Laing makes the comparison numerous times to a pair of binoculars, saying that the QuickTake 100 looks more like a surveyor's tool. A collaboration between Apple and Kodak gave birth to the QuickTake 100 and 150, requiring Kodak to manufacture the camera, but with Apple controlling the industrial design, interface, and branding. Apple's final foray into compact cameras in 1996, the QuickTake 200, was a collaboration with Fujifilm.
Laing managed to find one of these rare gems for just £40 (approximately $48 / AU$71) on eBay, almost 30 years later.

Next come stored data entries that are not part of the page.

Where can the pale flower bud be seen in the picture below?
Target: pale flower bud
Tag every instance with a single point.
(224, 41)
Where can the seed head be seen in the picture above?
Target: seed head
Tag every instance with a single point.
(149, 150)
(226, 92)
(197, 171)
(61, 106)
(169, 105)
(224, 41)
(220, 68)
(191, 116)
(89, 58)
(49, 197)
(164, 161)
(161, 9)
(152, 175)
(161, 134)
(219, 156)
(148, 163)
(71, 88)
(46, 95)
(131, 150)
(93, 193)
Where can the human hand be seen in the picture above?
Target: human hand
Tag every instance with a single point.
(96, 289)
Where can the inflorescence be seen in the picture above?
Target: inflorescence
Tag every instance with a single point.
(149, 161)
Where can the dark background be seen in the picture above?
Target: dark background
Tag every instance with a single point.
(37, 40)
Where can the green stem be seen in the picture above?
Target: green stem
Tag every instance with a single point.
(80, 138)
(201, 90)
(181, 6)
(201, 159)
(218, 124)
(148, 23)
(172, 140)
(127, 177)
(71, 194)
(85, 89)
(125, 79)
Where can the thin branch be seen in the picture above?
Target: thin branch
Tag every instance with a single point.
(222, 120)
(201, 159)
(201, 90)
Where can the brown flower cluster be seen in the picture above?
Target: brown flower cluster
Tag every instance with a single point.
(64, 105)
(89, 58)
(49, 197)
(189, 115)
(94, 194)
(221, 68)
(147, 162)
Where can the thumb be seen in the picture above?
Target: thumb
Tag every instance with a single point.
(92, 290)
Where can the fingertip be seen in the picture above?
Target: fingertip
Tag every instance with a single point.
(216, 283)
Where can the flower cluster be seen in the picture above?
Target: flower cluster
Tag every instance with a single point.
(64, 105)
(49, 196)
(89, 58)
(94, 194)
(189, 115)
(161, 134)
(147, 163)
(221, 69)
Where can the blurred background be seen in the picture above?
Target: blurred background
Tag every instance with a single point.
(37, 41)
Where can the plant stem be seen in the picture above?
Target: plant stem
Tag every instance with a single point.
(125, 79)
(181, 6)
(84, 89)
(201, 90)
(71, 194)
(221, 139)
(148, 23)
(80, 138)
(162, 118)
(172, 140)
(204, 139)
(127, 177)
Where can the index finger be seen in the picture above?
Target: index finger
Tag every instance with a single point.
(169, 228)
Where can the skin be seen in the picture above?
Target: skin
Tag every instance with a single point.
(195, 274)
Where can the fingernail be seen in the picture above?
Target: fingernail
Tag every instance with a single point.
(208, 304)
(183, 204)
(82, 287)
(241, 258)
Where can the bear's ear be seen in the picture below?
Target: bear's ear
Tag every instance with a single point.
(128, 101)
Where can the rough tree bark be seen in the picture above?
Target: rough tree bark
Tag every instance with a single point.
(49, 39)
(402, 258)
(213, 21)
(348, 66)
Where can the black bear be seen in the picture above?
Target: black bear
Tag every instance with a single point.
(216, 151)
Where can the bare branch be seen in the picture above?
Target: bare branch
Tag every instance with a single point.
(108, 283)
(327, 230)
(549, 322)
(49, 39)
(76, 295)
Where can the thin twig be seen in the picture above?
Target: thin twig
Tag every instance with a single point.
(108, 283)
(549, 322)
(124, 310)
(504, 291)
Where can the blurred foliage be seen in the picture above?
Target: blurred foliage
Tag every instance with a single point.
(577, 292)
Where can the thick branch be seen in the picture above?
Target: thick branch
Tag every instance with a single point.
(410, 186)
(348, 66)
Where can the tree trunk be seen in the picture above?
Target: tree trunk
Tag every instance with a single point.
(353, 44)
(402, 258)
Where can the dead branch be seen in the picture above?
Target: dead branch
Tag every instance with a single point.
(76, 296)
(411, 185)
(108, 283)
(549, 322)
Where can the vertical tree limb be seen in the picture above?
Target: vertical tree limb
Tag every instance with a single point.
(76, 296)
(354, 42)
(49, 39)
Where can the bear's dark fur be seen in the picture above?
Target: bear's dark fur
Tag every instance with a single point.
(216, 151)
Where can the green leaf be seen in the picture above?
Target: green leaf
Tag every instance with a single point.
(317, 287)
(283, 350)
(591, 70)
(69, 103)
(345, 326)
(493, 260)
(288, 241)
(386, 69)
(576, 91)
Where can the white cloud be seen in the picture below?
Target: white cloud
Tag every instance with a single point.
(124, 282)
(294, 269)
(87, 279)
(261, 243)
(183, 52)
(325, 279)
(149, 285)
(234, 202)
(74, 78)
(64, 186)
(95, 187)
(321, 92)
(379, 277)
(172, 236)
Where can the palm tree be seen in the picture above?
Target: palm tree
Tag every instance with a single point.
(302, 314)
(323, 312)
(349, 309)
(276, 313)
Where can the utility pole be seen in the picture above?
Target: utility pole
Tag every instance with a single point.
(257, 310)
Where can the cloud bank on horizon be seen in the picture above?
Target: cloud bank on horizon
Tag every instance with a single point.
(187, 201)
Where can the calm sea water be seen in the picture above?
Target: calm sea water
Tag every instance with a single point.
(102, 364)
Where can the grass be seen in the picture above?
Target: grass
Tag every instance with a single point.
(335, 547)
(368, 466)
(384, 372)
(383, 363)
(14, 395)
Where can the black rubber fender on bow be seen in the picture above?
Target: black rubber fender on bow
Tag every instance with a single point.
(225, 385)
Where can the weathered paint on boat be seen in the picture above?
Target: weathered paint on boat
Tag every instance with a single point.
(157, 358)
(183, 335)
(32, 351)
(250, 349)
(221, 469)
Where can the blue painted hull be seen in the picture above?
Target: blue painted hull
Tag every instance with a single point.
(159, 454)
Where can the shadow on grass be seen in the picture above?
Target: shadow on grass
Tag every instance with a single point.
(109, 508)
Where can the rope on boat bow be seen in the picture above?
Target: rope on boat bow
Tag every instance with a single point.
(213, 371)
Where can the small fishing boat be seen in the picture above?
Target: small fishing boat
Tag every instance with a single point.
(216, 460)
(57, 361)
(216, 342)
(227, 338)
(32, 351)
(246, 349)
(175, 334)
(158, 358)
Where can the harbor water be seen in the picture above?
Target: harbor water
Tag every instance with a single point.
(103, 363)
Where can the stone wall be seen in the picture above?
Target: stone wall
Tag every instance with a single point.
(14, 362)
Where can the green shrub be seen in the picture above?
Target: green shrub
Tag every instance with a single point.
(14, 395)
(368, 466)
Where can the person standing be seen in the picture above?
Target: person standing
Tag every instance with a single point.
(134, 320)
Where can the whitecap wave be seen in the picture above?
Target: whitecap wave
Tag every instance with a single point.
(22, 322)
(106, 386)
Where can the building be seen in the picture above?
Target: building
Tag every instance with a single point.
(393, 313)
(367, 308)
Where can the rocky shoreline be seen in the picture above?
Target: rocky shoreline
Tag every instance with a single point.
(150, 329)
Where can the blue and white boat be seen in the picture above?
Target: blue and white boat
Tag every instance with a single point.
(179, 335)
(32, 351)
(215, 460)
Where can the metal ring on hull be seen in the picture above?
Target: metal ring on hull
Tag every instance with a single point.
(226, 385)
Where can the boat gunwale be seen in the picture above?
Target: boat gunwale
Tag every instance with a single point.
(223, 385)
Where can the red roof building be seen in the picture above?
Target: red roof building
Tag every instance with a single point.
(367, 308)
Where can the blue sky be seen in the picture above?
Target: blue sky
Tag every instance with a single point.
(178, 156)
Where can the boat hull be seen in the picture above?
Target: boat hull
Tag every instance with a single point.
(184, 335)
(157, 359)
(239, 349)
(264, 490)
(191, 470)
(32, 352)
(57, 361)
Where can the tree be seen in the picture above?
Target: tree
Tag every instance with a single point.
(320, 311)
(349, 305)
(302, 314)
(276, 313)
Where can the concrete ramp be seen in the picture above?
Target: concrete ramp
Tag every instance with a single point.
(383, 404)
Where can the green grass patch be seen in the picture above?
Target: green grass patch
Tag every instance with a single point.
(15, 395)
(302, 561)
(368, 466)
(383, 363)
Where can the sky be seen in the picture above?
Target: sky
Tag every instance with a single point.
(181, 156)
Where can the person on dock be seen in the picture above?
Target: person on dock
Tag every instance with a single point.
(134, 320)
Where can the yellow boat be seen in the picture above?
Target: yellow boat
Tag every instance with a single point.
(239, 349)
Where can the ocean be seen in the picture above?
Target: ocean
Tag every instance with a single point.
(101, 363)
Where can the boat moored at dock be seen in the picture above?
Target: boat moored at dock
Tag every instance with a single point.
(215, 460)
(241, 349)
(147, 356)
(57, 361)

The camera has just a single megabyte of internal storage, and can only accommodate around eight photos at a time if the higher-quality image type is selected. Without an LCD screen, you also can't preview your images until it is connected to a computer – aren't we lucky to have it so easy!
The hardest part of using this ancient camera in 2023, as Laing explains, is actually retrieving the photos. You'll need to source the original software that communicates with the camera, which can be found online, and also find an outdated computer that can run this software – and crucially, it has to be one with the correct port to physically connect to the camera.
Thankfully, after an attempt with an emulator had failed, Laing was able to use a much older device in the form of a Mac PowerBook 165 that he purchased cheap, and a Windows 98 system that he built himself using an outdated motherboard, a serial cable, and a CF card to connect to the Apple camera.
Once transferred, the files are stored in the proprietary QTK format as opposed to JPEG, unknown by modern software. The QuickTake 100 was initially a Mac-only device until a Windows-compatible version was released a year later, which enabled you to shoot tethered with the camera.
Laing's images from Brighton captured using the QuickTake 100 are actually pretty great, and work well all things considered. While they aren't the best quality images, the effect seems to blend both digital and film into a nostalgic time capsule.
Would you ever go through the trouble of using an older device for photography? Some people have been modding GameBoy Cameras to work in the modern era. Awesome or silly nostalgia-chasing? Either way, it's a great blast from the past!